J’ai 53 ans et je suis reconnaissant. Pleinement. Parfois, j’entends de plus jeunes parler des générations de « l’âge d’or », et cela m’attriste. Vraiment. Je regarde la personne âgée, et je ne peux m’empêcher de dire : « Qu’aurai-je l’air à son âge? Serai-je même en vie? ». Eh oui, j’arrive à cette étape de ma vie où chaque jour est un don précieux, une grâce à recevoir. En vérité, par-delà les slogans faciles, je sais ce que signifie « la grâce de vieillir ». Et je le goûte pleinement.
Le Québec est une société plus âgée que la moyenne. Si l’on compare à presque tout l’hémisphère sud, ou l’Orient, nous sommes plus âgés. Parfois de beaucoup. C’est d’ailleurs ce qui a frappé l’un de mes confrères, originaire du Mexique, lorsqu’il est arrivé à Trois-Rivières : « Mais où sont les enfants? ». Il est vrai qu’il est révolu depuis longtemps l’époque où les enfants, nombreux, jouaient dans la rue ou passaient leurs journées dans les parcs. Collectivement, on ne les trouve que dans des espaces protégés ou contrôlés (loisirs organisés, événements à leur intention, etc.). Ou alors, ils sont à la maison; l’ordinateur et le téléphone intelligent occupent de plus en plus de place.

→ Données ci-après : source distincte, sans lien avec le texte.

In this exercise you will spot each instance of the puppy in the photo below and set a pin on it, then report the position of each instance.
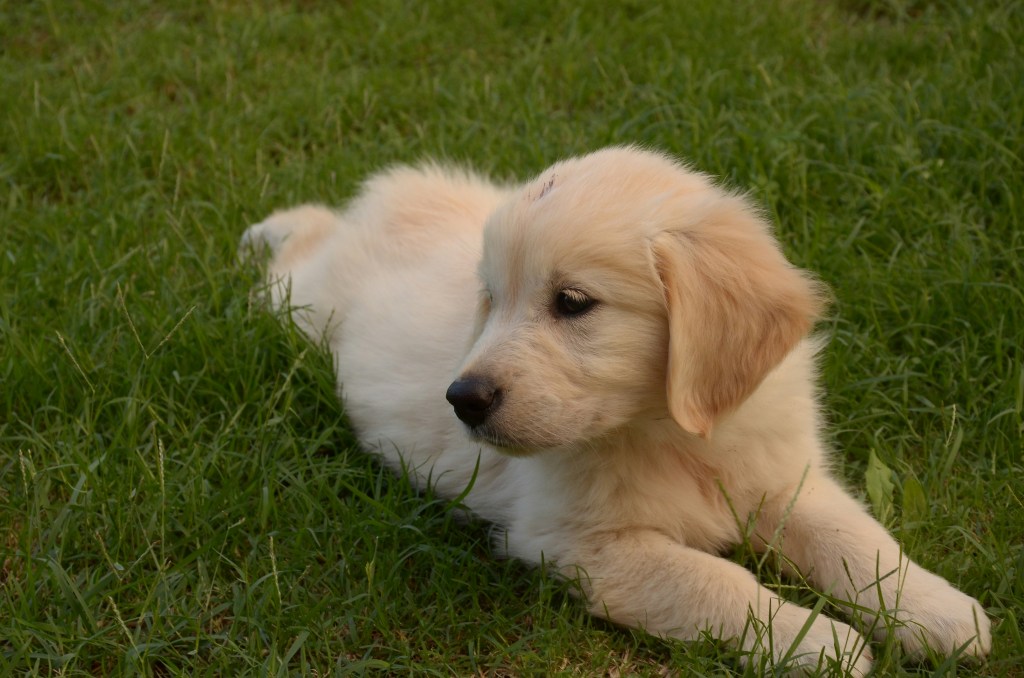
(630, 391)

La présence quasi-constante de la technologie et des réseaux sociaux pour la jeunesse accentue la distance culturelle d’avec leurs aînés. Il existe des personnes âgées qui sont branchées, il est vrai, et beaucoup profitent d’une simplification des équipements informatiques (du moins pour l’utilisateur) pour se familiariser et naviguer avec aisance. Mais là ne réside pas le vrai défi. Lorsqu’on a construit sa vie sans ces réalités, il est facile de s’en passer et d’attendre autre chose de la vie.
Depuis environ 6-7 ans, le maître-mot pour moi (tant au point de vue théologique que spirituel) est réciprocité. Oui, la vie m’a appris certaines choses, que je peux partager avec joie, mais il me faut développer une claire conscience qu’en d’autres domaines, je suis en carence ou même carrément inadéquat. C’est Jean Vanier et la spiritualité de l’Arche qui m’a transformé, à ce chapitre. À Joliette, j’ai accompagné les deux foyers et le mouvement Foi et lumière. La personne qui a un handicap intellectuel peut développer une expertise en d’autres domaines de la vie humaine. Une claire conscience s’est alors développée en moi : j’apporte quelque chose, oui, mais si je ne suis pas conscient que je reçois tout autant, il est fort probable que la relation soit non seulement insuffisante, mais parfois carrément viciée. Ceux qui se croient « sauveurs » n’ont besoin de personne; voilà leur plus grande erreur.
J’ai bien connu des personnes âgées qui « savaient tout ». J’ai bien l’impression que, parfois, ce sont elles qui se retrouvent toutes seules dans leur grand âge. Présentement, ce sont plutôt les plus jeunes générations qui me laissent — à l’occasion — perplexe. Oui, la débrouillardise sur internet est une belle valeur, c’est vrai !, mais j’avoue que je m’étonne de cette attitude « je sais tout » ou du moins, « je peux tout savoir ». On sait beaucoup de choses, mais on en retient bien peu. On en vit profondément encore moins.
Pour tout le reste de ma vie terrestre et — pourquoi pas pour l’éternité? —, je désire apprendre. Dans le registre de la connaissance, mais aussi dans celui de l’amour. Et du service. À ce chapitre, j’ai toujours l’impression d’être novice: les relations humaines sont un laboratoire infini de découvertes. J’aime apprendre et croître; j’aime m’améliorer. Et j’espère encore longtemps. Je me réconcilie avec la grâce de vieillir.